Clearly, not, but he’s okay with that: “Nothing lasts forever/Guess by now I should know.”

The Black version of LaMontagne could never have released the stormy fun of “Meg White,” a stomping and aggressive ode to the White Stripes drummer that’s as much vamp as it is deadly serious. Except that it has this Beatles-sweet chorus at its heart, with an alternating pump organ and lilting backing vocals: “Some day I’d like to take a walk with you/Maybe take a walk down by the seaside.” What a cool and manic piece.

And right after that he’s counting off the Dixieland jive of “Hey Me, Hey Mama” and suppressing a giggle. “You can really hear that we captured something there,” LaMontagne says. “I was just basically showing them the song, and Jennifer jumped on the drums and Ethan grabbed his uke, and we just kind of did it, holding on by the seat of our pants, just for fun.” The late-song trumpet and clarinet were surely added in later, but it doesn’t strip the song of any immediacy.

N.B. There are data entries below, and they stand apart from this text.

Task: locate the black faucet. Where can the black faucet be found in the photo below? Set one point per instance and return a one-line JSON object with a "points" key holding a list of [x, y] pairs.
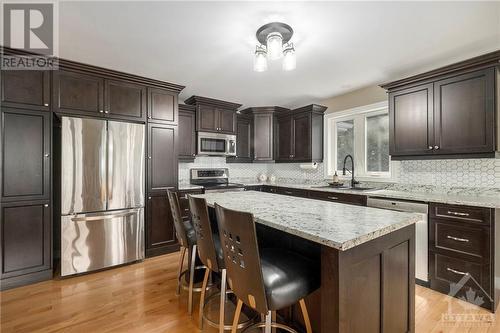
{"points": [[344, 169]]}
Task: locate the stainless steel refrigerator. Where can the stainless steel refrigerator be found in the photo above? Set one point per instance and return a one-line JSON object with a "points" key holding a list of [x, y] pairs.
{"points": [[102, 194]]}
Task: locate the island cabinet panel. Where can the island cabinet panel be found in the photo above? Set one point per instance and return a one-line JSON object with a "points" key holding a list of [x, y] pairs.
{"points": [[26, 255], [26, 89], [244, 140], [411, 121], [78, 93], [187, 133], [162, 162], [160, 234], [162, 106], [125, 100], [371, 287], [465, 113], [462, 250], [26, 155]]}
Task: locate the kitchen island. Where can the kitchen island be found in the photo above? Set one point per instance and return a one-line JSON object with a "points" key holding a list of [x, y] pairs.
{"points": [[366, 257]]}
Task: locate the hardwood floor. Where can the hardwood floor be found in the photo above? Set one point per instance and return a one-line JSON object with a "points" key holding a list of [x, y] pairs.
{"points": [[141, 298]]}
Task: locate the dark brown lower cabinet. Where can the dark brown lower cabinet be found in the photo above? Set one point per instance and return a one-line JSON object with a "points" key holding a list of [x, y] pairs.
{"points": [[160, 230], [26, 229], [462, 250]]}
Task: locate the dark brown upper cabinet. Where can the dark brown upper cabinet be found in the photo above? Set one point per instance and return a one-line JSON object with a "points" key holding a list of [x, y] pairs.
{"points": [[411, 121], [78, 93], [163, 106], [464, 113], [446, 113], [187, 132], [244, 140], [162, 160], [299, 135], [214, 115], [26, 89], [125, 100], [26, 240], [264, 123], [26, 155]]}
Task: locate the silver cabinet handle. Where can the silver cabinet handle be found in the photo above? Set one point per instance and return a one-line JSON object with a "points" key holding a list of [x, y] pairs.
{"points": [[456, 272], [457, 213], [464, 240]]}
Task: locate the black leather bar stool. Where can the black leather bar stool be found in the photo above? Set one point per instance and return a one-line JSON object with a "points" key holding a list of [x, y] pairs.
{"points": [[211, 255], [186, 236], [267, 280]]}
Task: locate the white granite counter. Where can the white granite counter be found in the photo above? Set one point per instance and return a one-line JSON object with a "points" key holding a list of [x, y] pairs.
{"points": [[336, 225], [467, 199]]}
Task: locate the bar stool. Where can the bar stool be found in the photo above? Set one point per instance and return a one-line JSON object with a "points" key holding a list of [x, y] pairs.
{"points": [[267, 280], [186, 236], [211, 255]]}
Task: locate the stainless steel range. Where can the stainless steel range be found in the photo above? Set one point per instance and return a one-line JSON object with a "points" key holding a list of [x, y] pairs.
{"points": [[214, 180]]}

The album closes with its namesake, a closely mic’d vocal piece with tape-hiss like a whistling wind, toy piano, a spare acoustic guitar strum, a haunting flute line, and lyrics that read like The Wind in the Willows as written by Edgar Allen Poe: “Callous is the old crow/He’d mock even the sun/Eyes as black as blood, won’t crack in craw/He’d say, he’d say, always nevermind.” A bowed bass line cuts through the piece, and in the finish LaMontagne moves to an impassioned higher register final verse before cutting out as quickly as he came in, with four notes of toy piano to say goodbye.

No, this album doesn’t ask as much — it gives so much more. LaMontagne may have torn himself open for all to see on Black, but we never got a good look at him until now.